Seven- to eight-week old female congenic C57BL/6 mice with allele Ly5.1+ (T cell donor mice) or allele Ly5.2+ (T cell recipient mice) were purchased from Taconic (Hudson, NY) and maintained in sterile housing. All mouse work was reviewed and approved by the University of Wisconsin and William S. Middleton Memorial VA Hospital and VA Ann Arbor Healthcare Animal Care and Use Committees.

Viral infections and tumor inoculations were performed per our previously published protocols [7, 9, 10]. In brief, Ly5.1+/C57BL/6 mice were infected with 2 × 10⁵ PFU of Armstrong strain lymphocytic choriomeningitis virus (LCMV; gift from Marulasiddappa Suresh, University of Wisconsin) via intraperitoneal injection to generate CD8+ T cells specific for GP33, a class I MHC-restricted LCMV surface glycoprotein. Splenocytes were harvested 8 days after infection (at which time LCMV peptide-specific CD8+ T cells are of effector differentiation) to obtain bona fide T_eff (as evidenced by CD127^low/KLRG1^high expression) and 50–80 days after infection (at which time LCMV peptide-specific CD8+ T cells are of memory differentiation) to obtain bona fide T_mem (as evidenced by CD127^high/KLRG1^low expression) [7, 8]. The yield of GP33-specific memory CD8+ T cells was increased by adoptively transferring Ly5.1+/C57BL/6 mice with 10³ Ly5.1+/CD8+ T cells derived from splenocytes of Ly5.1+/P14 TCR transgenic mice (C57BL/6 background mice with CD8+ T cell specificity for GP33 [7]. The spontaneous mouse melanoma cell line B16F10 was transfected with a plasmid encoding GP33, and poorly immunogenic clones with low levels of GP33 expression were selected to create a new B16GP33 cell line, which we have previously demonstrated to be of comparably low immunogenicity as parental B16F10 [9, 10]. This line was cultured in RPMI-1640 medium (Mediatech, Herndon, VA) with 10% fetal bovine serum, 2 mM L-glutamine, 100 μg/mL streptomycin, and 100 U/mL penicillin (Life Technologies, Inc., Grand Island, NY). Ly5.2+/C57BL/6 mice received subcutaneous injections of 1 × 10⁶ B16GP33 cells suspended in serum-free RPMI-1640 to generate flank melanoma tumors.
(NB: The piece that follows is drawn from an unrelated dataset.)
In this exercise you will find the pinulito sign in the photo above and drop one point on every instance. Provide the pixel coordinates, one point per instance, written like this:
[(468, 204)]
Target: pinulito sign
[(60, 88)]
Adoptive cell transfer was performed per our previously published protocol [7, 8, 10]. As previously observed, GP33-specific CD8+ T cells typically comprised approximately 8–10% of splenocytes harvested from effector and memory T cell donor mice [7, 8]. After obtaining splenocytes from mice infected with LCMV, magnetic bead separation columns (Miltenyi, Auburn, CA) were used to isolate CD8+ T cells. Flow cytometry was performed to quantify the percentage of tumor-specific GP33-specific CD8+ T cells. 10⁵ GP33-specific CD8+ T_eff, T_mem, or 5 × 10⁴ T_eff + 5 × 10⁴ T_mem were adoptively transferred via retro-orbital intravenous injections into B16F10- or B16GP33 melanoma-bearing mice at specific time points after tumor inoculation.

For multiple timepoints, a total number of 2 × 10⁴ GP33-specific CD8+ T_eff and T_mem or both were separately co-cultured with 2 × 10⁴ B16GP33 melanoma cells at an overall effector:target ratio of 1:1 in 48-well plates in the presence of 10 ng/mL recombinant human IL-2 (BD Biosciences, San Jose, CA) for MTT assays as previously described [7]. T cells were characterized and isolated using the methodology described for adoptive cell transfer. Viable B16GP33 melanoma cells were quantified using the Celltiter 96 non-radioactive MTT assay kit (Promega, Madison, WI) following the manufacturer’s instructions.

For 5 h, GP33-specific CD8+ T_eff and T_mem were cultured separately or together in RPMI-1640 with 10 ng/mL IL-2 and 0.1 μg/mL GP33 peptide (gift from Marulasiddappa Suresh, University of Wisconsin). Conditioned media was collected by centrifuging wells and collecting the supernatant. For 12 h, GP33-specific CD8+ T_eff and T_mem were then co-cultured with B16GP33 melanoma cells with or without conditioned media and anti-IL-2 (BD Biosciences, San Jose, CA) for MTT assays as described above.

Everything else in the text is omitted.